Nachtarbeit ist natürlich auch anstrengend, aber man ist einfach nicht auf der Höhe, mitzubekommen, dass man gerade ausgebeutet wird wie alle anderen auch, weil normalerweise würde man nachts eh schlafen und Teile von einem tun das auch. Nachts zu arbeiten bedeutet ein Leben voller Ausreden und ohne schlechtes Gewissen. Man kann so lange schlafen wie man will, kann immer sagen “Ich habe die ganze Nacht gearbeitet”, was beeindruckender klingt, als “Ich habe den ganzen Tag gearbeitet” (wow, wie außergewöhnlich) und sieht die Welt als wäre sie auf den Kopf gestellt. Wach sein, wenn andere schlafen, schlafen, wenn andere leben.

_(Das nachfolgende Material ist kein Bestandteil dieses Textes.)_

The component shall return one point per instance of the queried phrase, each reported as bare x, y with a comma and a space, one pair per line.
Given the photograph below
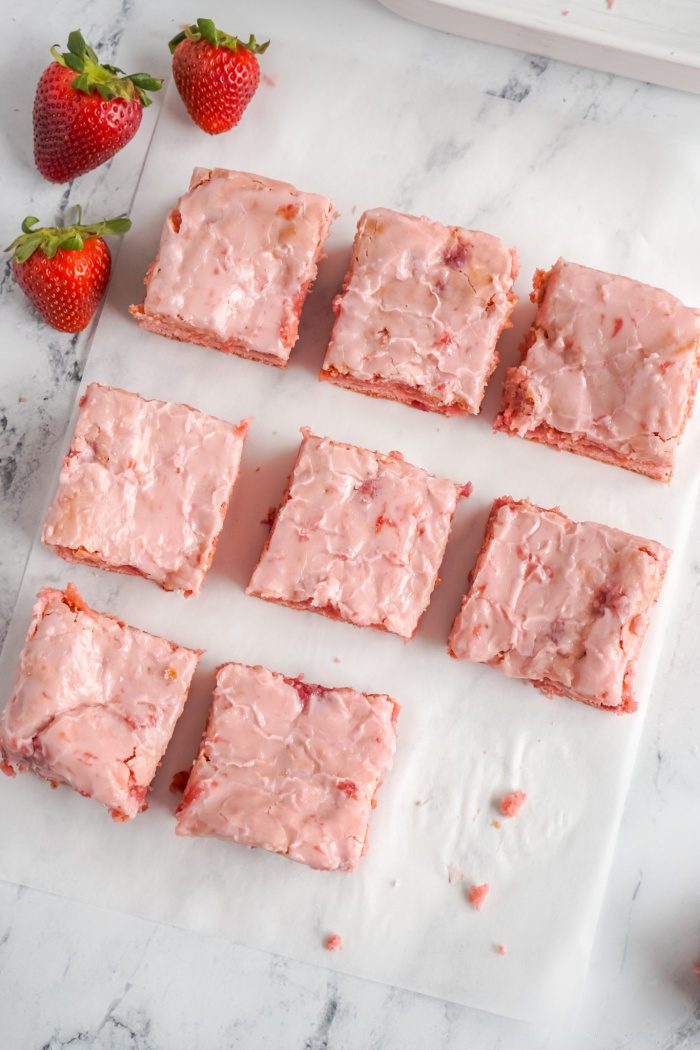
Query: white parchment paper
466, 733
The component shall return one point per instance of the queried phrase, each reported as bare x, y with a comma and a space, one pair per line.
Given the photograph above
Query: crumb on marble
510, 805
476, 895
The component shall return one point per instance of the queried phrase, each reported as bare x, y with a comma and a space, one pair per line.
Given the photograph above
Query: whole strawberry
84, 111
63, 271
215, 74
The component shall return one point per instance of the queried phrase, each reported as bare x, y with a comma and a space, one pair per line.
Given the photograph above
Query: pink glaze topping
94, 702
613, 361
424, 305
360, 534
236, 257
289, 767
145, 487
511, 804
561, 603
478, 895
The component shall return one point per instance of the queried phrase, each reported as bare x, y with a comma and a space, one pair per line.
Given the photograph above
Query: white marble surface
72, 975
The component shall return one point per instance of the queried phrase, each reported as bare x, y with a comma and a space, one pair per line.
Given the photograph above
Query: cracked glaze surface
565, 604
359, 537
94, 701
236, 258
422, 310
612, 362
145, 487
290, 767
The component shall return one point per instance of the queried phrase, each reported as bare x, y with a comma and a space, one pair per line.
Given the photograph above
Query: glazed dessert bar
145, 488
289, 767
421, 311
94, 702
564, 604
237, 256
609, 370
359, 537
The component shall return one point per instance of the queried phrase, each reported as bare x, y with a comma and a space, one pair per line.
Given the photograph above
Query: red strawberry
63, 271
83, 111
215, 74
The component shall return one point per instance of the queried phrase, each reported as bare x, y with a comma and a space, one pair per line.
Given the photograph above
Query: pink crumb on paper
511, 804
476, 896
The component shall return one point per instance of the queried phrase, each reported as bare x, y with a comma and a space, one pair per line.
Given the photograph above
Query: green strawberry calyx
50, 238
204, 28
109, 82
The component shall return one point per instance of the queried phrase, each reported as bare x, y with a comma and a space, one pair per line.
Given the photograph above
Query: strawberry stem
108, 81
205, 29
51, 238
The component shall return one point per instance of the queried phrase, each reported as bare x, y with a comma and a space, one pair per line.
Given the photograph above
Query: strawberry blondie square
609, 370
94, 702
145, 487
237, 256
421, 311
564, 604
359, 537
290, 767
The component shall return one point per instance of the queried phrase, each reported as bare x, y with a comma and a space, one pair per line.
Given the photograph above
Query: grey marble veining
71, 975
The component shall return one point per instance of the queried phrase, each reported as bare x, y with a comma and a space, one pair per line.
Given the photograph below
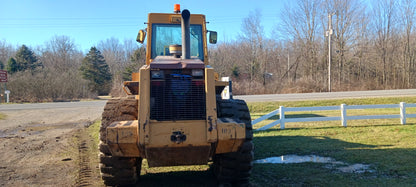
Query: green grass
388, 147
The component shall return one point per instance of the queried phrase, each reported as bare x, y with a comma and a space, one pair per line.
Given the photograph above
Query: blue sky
86, 22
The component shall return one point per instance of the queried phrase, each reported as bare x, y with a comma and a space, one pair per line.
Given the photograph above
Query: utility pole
288, 64
329, 32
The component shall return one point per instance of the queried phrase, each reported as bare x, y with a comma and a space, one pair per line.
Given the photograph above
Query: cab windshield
164, 35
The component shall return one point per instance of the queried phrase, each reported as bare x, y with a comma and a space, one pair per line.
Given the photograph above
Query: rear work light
197, 73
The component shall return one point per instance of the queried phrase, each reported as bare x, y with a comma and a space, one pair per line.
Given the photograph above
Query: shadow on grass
276, 117
269, 146
178, 178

Ich träume von einer Welt, die auch für Nachtarbeitende eingerichtet ist. Es gäbe spezielle Plätze in Bahnen, damit man nicht mit den Besoffenen konfrontiert wird. Mit denen, die auf Arbeit fahren, wenn man selbst gerade von selbiger kommt, konfrontiert man sich gern, weil es ein geiles Gefühl ist, dass man den Scheiß schon hinter sich hat. In der Nachtarbeiterwelt hätten Fressläden immer auf, dann könnte man noch fix einkaufen, sich selbst überraschen und sich etwas Leckeres neben das Bett legen für das morgendliche 15 Uhr. Behördenkram könnte man auch direkt erledigen, aber Nachtarbeitende erledigen in der Regel keinen Behördenkram, weil sie ihr Leben nicht im Griff haben. Bei bestimmten Jobs kann man auch saufen “während der Arbeitszeit” und da kommt die liebe Gastro ins Spiel.

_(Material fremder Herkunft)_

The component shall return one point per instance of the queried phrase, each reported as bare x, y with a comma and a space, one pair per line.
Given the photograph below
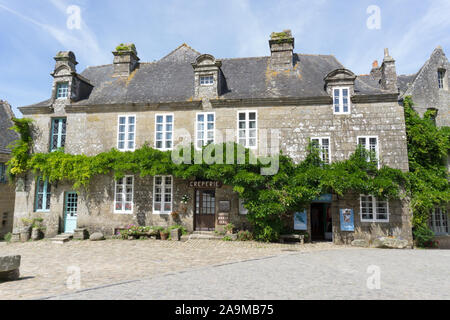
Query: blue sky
34, 31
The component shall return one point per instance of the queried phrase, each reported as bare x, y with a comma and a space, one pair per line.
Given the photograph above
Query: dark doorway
205, 210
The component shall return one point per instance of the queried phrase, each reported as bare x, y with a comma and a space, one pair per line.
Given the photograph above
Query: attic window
62, 90
206, 80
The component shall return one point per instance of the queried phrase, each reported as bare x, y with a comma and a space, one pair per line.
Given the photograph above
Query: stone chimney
282, 50
125, 60
388, 73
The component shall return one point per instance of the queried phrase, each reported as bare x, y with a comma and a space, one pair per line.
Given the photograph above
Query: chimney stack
125, 60
388, 73
282, 50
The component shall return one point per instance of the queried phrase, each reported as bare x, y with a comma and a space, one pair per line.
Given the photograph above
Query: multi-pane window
439, 221
126, 133
43, 195
162, 194
164, 132
58, 138
205, 129
62, 90
374, 210
206, 80
371, 145
324, 148
341, 100
3, 177
123, 199
441, 77
247, 129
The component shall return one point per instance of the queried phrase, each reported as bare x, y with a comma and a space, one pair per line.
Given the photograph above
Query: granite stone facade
290, 95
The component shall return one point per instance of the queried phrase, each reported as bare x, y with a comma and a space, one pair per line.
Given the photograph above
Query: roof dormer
207, 76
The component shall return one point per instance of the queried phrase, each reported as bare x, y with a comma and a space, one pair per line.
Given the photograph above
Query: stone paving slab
331, 274
46, 267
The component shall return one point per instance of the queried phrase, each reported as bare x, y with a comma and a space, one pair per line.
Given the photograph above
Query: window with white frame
341, 100
247, 129
164, 131
441, 78
205, 129
373, 209
242, 209
162, 194
123, 198
43, 195
323, 144
62, 90
126, 133
439, 221
370, 143
206, 80
58, 134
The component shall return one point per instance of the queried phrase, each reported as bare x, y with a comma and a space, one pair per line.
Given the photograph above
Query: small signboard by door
70, 212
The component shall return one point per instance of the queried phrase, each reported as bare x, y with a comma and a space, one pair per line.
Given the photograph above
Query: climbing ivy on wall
269, 198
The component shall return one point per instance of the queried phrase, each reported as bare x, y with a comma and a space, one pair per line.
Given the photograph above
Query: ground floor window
123, 199
373, 209
43, 195
162, 194
439, 221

Ich arbeite am liebsten in Clubs. Hallo, ich bins, die Garderobenfrau. Neben Sauferei (falls erlaubt) bedeutet das: Mehr Lohn, Trinkgeld (wenig, aber in guten Läden wird unter allen aufgeteilt), beschissen aussehen dürfen und rabiater Umgang mit fiesen Gästen. Nach einem Jahr in diesem Job wusste ich auch endlich, dass man “Garderobe” mit zwei “r” schreibt. Bei meiner ersten Schicht rannte ich heulend raus, weil Gäste zu ihren Jacken wirklich ein weirdes, emotionales Verhältnis haben, was sie durch Nerverei, Drohungen, Beleidigungen und sogar Gewalt zum Ausdruck bringen und das konnte ich wirklich nicht ahnen. Eine Kollegin faltete die Arschlöcher damals auf beeindruckende Weise zusammen und ich wollte wie sie sein. Heute tut ich das, aber dafür brauchte es ein wenig.

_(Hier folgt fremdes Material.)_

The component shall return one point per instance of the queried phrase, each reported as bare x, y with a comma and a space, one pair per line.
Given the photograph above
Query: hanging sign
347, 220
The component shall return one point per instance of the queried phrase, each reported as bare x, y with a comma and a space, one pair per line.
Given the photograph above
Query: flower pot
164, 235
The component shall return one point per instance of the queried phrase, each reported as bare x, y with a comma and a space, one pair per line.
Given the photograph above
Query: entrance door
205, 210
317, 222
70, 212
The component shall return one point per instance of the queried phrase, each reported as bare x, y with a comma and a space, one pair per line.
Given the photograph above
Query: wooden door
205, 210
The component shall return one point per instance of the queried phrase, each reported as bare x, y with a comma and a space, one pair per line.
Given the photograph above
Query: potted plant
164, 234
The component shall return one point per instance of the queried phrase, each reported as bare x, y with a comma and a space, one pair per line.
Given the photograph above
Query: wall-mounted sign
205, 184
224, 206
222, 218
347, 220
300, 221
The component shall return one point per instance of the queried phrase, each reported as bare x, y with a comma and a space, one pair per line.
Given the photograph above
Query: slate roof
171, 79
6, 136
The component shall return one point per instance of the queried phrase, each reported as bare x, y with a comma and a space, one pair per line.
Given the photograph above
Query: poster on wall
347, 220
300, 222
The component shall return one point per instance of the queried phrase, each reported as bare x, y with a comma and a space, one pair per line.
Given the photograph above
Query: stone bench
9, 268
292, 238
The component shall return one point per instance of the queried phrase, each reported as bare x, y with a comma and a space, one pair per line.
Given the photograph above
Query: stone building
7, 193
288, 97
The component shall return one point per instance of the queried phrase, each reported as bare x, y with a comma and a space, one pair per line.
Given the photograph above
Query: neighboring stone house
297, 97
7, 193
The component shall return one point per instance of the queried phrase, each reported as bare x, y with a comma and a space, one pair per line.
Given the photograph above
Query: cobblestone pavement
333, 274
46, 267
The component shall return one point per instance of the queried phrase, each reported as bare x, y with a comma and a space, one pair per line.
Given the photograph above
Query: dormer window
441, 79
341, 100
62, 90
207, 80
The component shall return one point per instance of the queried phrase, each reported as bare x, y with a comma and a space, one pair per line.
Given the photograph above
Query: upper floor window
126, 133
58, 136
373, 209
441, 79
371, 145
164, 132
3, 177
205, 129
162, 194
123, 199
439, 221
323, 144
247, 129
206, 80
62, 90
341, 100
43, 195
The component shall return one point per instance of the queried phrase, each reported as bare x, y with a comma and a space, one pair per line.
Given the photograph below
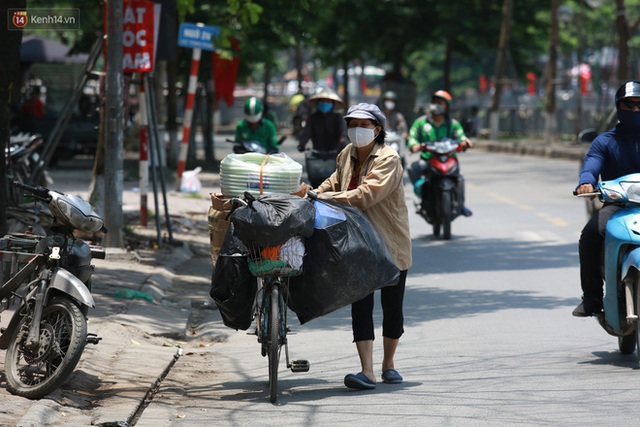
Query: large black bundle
272, 219
346, 260
233, 287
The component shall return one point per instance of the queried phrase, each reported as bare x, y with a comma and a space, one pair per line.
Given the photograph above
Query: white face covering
360, 137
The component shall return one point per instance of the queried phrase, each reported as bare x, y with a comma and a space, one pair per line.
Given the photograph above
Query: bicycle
273, 266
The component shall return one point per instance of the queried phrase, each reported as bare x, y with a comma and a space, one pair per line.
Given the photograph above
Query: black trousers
591, 246
391, 299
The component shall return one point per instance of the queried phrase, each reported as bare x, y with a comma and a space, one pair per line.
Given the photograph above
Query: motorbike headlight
611, 194
633, 191
88, 224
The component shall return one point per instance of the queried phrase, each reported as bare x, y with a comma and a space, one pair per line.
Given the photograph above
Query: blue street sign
197, 35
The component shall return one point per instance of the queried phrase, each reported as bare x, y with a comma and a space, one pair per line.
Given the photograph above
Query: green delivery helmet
253, 109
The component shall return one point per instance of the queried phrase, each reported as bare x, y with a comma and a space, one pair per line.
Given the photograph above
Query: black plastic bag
272, 219
233, 287
346, 260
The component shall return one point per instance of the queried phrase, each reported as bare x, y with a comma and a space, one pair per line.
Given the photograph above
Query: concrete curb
557, 151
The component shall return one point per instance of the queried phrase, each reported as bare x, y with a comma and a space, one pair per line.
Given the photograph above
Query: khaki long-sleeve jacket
380, 196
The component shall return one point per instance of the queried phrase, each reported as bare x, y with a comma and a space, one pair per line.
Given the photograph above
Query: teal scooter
622, 262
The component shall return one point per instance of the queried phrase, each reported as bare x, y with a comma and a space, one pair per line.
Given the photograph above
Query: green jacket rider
254, 127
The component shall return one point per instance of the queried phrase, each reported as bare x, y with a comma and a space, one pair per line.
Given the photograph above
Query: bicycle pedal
93, 339
299, 366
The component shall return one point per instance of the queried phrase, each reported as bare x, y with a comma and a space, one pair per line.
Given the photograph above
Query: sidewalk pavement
177, 322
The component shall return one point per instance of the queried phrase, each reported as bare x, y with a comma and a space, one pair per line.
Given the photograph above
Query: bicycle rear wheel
274, 342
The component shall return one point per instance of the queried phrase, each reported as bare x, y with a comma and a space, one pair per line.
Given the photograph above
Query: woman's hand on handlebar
584, 189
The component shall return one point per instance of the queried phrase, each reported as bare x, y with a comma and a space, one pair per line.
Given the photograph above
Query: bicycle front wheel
274, 342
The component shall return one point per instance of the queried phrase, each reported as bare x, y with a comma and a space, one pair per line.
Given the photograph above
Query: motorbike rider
612, 154
254, 127
325, 127
395, 119
435, 125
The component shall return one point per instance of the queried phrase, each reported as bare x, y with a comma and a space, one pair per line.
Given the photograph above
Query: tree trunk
9, 80
96, 187
114, 121
448, 59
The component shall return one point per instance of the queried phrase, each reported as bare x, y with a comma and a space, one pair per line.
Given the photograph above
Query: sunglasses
627, 103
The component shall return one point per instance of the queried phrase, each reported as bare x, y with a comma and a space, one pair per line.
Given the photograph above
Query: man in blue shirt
612, 154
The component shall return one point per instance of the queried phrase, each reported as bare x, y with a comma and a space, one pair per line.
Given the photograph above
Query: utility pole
551, 125
114, 121
501, 63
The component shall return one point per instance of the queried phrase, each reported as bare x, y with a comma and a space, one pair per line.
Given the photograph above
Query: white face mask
360, 137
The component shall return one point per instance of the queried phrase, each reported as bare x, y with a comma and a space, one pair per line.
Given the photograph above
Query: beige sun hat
329, 95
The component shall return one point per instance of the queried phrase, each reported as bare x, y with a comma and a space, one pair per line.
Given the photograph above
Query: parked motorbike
241, 147
621, 268
397, 142
47, 283
319, 165
439, 199
23, 156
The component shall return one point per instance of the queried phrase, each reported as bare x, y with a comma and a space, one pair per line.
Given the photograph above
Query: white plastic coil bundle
279, 173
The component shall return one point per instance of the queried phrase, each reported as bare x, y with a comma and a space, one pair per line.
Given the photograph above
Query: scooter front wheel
447, 215
627, 343
35, 372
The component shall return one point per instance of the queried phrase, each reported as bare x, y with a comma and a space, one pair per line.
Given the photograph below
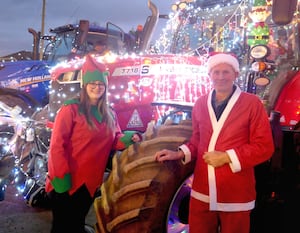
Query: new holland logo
135, 120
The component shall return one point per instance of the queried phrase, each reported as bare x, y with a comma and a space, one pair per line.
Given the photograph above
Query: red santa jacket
78, 154
244, 132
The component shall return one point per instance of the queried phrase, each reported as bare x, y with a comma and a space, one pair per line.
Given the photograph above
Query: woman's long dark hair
102, 106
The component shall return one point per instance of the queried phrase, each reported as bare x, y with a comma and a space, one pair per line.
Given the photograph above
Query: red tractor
154, 93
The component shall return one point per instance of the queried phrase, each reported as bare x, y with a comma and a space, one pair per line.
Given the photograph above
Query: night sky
16, 16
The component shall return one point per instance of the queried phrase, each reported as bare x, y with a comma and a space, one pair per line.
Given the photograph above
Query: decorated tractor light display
173, 73
258, 30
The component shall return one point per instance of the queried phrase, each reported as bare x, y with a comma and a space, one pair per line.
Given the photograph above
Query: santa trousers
202, 220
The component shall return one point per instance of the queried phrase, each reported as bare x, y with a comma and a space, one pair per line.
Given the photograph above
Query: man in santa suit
231, 135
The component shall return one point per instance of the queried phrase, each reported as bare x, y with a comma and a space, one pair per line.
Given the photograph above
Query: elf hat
217, 58
93, 71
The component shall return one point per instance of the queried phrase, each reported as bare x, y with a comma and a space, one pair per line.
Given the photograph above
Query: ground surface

Garderobenjobs sind die uncoolsten Positionen in Clubs, die meisten wollen lieber an die Bar, weil das sexier ist.
Garderoben haben ein System, das man erstmal verstehen muss. Gäste aber auch. Gäste lügen. Gäste sind dumm. Gästen muss man begegnen wie kleinen Kindern. Die Aussage “Ich habe meine Marke verloren” kann man direkt überhören. 9 von 10 Leuten, die das behaupten, haben sie nicht verloren, sind nur zu faul oder zu besoffen und wie durch ein Wunder (Garderobenfrau macht klare Ansage) taucht das Ding dann doch noch auf. Garderobenjobs sind die uncoolsten Positionen in Clubs, die meisten wollen lieber an die Bar, weil das sexier ist. Da werden einem Nummern zugesteckt und man wird fürs Shaken bewundert, weil man hofft, man bekäme was umsonst. Garderobenfrauen werden hingehend ungefragt Zungen in die Nähe des Mundes gesteckt, weil man glaubt, man kann sie wie Dreck behandeln. Sie werden Schätzchen, Süße oder Schlampe genannt, Jacken werden ihnen zugeworfen, Kleingeld vor ihnen ausgeschüttet, sich beschwert, dass man echt was bezahlen muss, obwohl das ja nun wirklich keine krasse Arbeit sei. Ihr habt ja keine Ahnung.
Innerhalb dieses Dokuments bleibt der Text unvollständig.